While salaries constitute the biggest component (60-70 percent) of operating costs, salary benchmarks fall short of providing the requisite insights, as higher salaries don’t necessarily mean higher overall costs. There are multiple other factors driving costs. The top three factors driving outsourcing operating costs, other than salaries, are:
- Pyramid and talent model
- Scope of work
- Non-compensation cost
These factors are specific to companies’ context and typically depend on their positioning. In addition, there are market-driven forces impacting costs, such as attrition, wage inflation, and the exchange rate in different countries.
A typical benchmarking exercise takes all these factors, and others, into consideration.
Following are three cost benchmarking best practices.
Best practices of cost benchmarking
Take a holistic view
Cost benchmarking should consider a comprehensive set of factors effecting cost. Everest Group classifies these components into three broad buckets:
- Compensation-linked costs (e.g., salaries, benefits)

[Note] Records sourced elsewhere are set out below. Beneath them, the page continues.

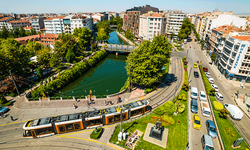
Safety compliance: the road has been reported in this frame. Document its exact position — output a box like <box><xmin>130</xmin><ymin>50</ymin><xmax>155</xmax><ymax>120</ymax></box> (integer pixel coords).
<box><xmin>185</xmin><ymin>39</ymin><xmax>221</xmax><ymax>150</ymax></box>
<box><xmin>187</xmin><ymin>35</ymin><xmax>250</xmax><ymax>148</ymax></box>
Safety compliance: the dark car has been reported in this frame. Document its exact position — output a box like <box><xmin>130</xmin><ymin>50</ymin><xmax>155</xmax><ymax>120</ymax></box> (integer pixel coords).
<box><xmin>203</xmin><ymin>67</ymin><xmax>208</xmax><ymax>72</ymax></box>
<box><xmin>206</xmin><ymin>120</ymin><xmax>217</xmax><ymax>138</ymax></box>
<box><xmin>194</xmin><ymin>71</ymin><xmax>199</xmax><ymax>78</ymax></box>
<box><xmin>191</xmin><ymin>99</ymin><xmax>198</xmax><ymax>113</ymax></box>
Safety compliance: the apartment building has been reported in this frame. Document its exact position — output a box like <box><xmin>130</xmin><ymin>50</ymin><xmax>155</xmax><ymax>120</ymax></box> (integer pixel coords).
<box><xmin>0</xmin><ymin>17</ymin><xmax>14</xmax><ymax>31</ymax></box>
<box><xmin>70</xmin><ymin>14</ymin><xmax>93</xmax><ymax>33</ymax></box>
<box><xmin>165</xmin><ymin>11</ymin><xmax>187</xmax><ymax>37</ymax></box>
<box><xmin>44</xmin><ymin>16</ymin><xmax>65</xmax><ymax>34</ymax></box>
<box><xmin>218</xmin><ymin>36</ymin><xmax>250</xmax><ymax>83</ymax></box>
<box><xmin>7</xmin><ymin>20</ymin><xmax>30</xmax><ymax>30</ymax></box>
<box><xmin>123</xmin><ymin>5</ymin><xmax>159</xmax><ymax>37</ymax></box>
<box><xmin>139</xmin><ymin>12</ymin><xmax>167</xmax><ymax>40</ymax></box>
<box><xmin>30</xmin><ymin>17</ymin><xmax>45</xmax><ymax>32</ymax></box>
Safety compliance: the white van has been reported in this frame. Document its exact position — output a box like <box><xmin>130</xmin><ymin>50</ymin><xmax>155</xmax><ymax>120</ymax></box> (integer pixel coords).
<box><xmin>201</xmin><ymin>101</ymin><xmax>211</xmax><ymax>117</ymax></box>
<box><xmin>208</xmin><ymin>78</ymin><xmax>214</xmax><ymax>84</ymax></box>
<box><xmin>191</xmin><ymin>87</ymin><xmax>198</xmax><ymax>99</ymax></box>
<box><xmin>224</xmin><ymin>104</ymin><xmax>243</xmax><ymax>120</ymax></box>
<box><xmin>215</xmin><ymin>92</ymin><xmax>223</xmax><ymax>101</ymax></box>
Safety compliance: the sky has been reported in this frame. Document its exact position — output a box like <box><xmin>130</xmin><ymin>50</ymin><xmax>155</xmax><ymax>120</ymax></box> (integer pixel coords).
<box><xmin>0</xmin><ymin>0</ymin><xmax>250</xmax><ymax>14</ymax></box>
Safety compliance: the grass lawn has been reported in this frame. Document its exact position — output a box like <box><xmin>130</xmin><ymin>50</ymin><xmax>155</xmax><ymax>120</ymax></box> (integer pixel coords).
<box><xmin>200</xmin><ymin>66</ymin><xmax>249</xmax><ymax>150</ymax></box>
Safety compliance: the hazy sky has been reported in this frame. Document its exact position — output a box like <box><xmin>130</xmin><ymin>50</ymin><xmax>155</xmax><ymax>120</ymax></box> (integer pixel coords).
<box><xmin>0</xmin><ymin>0</ymin><xmax>250</xmax><ymax>14</ymax></box>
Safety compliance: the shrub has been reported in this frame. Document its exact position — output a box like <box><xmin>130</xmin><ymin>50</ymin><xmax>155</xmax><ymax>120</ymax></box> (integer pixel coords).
<box><xmin>163</xmin><ymin>101</ymin><xmax>175</xmax><ymax>115</ymax></box>
<box><xmin>213</xmin><ymin>101</ymin><xmax>224</xmax><ymax>111</ymax></box>
<box><xmin>90</xmin><ymin>128</ymin><xmax>103</xmax><ymax>139</ymax></box>
<box><xmin>175</xmin><ymin>101</ymin><xmax>185</xmax><ymax>113</ymax></box>
<box><xmin>161</xmin><ymin>115</ymin><xmax>175</xmax><ymax>126</ymax></box>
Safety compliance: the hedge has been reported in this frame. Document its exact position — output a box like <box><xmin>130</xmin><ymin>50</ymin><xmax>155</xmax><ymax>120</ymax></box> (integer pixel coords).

- Non-compensation costs (e.g., real estate, technology, support staff, transportation, recruitment, and training)
- Policy levers (e.g., delivery pyramid, support staff leverage, and space usage)
An ideal cost benchmarking takes a holistic view across all three categories.
Identify underlying cost drivers
By definition, cost benchmarking determines differences within the market. However, on their own, these differences offer limited insights. To discover opportunity areas for cost optimization and subsequent calibration, enterprises need to identify the underlying drivers of differences.
For example, if an organization’s real estate costs are higher than the market average, benchmarking should identify whether it is due to rentals, space per seat, seat utilization, or a combination of these factors. Similarly, for companies with higher support staff costs, benchmarking should identify if it is driven by higher support staff salaries, skewed support staff ratios, or both. There are multiple such costs elements (e.g., transportation, recruitment, training) for which benchmarking could help identify the underlying drivers for calibration.
Even in situations where cost drivers are identified, it is critical to ensure like-to-like comparisons in order to derive meaningful conclusions. For illustration, in the real estate example above, economies of scale can result in different real estate costs for a 100 seat center and a 1,000 seat center.
Thus, organizations should normalize data along key dimensions impacting the cost. Typical dimensions to normalize include:
- Locations (e.g., onshore/offshore, Tier-I/II/III)
- Scope of work (e.g., ITO/BPO, front office, back office)
- Nature of work (e.g., transactional, complex)
- Player type (e.g., GIC, service provider, specialist)
- Scale (e.g., mid-size, large scale)
Cost benchmarking is not an easy, close your eyes and toss the dart exercise. Benchmarking that fails to take a comprehensive view of cost, identify underlying drivers, and normalize data runs the risk of making misleading comparisons that may lead to flawed results.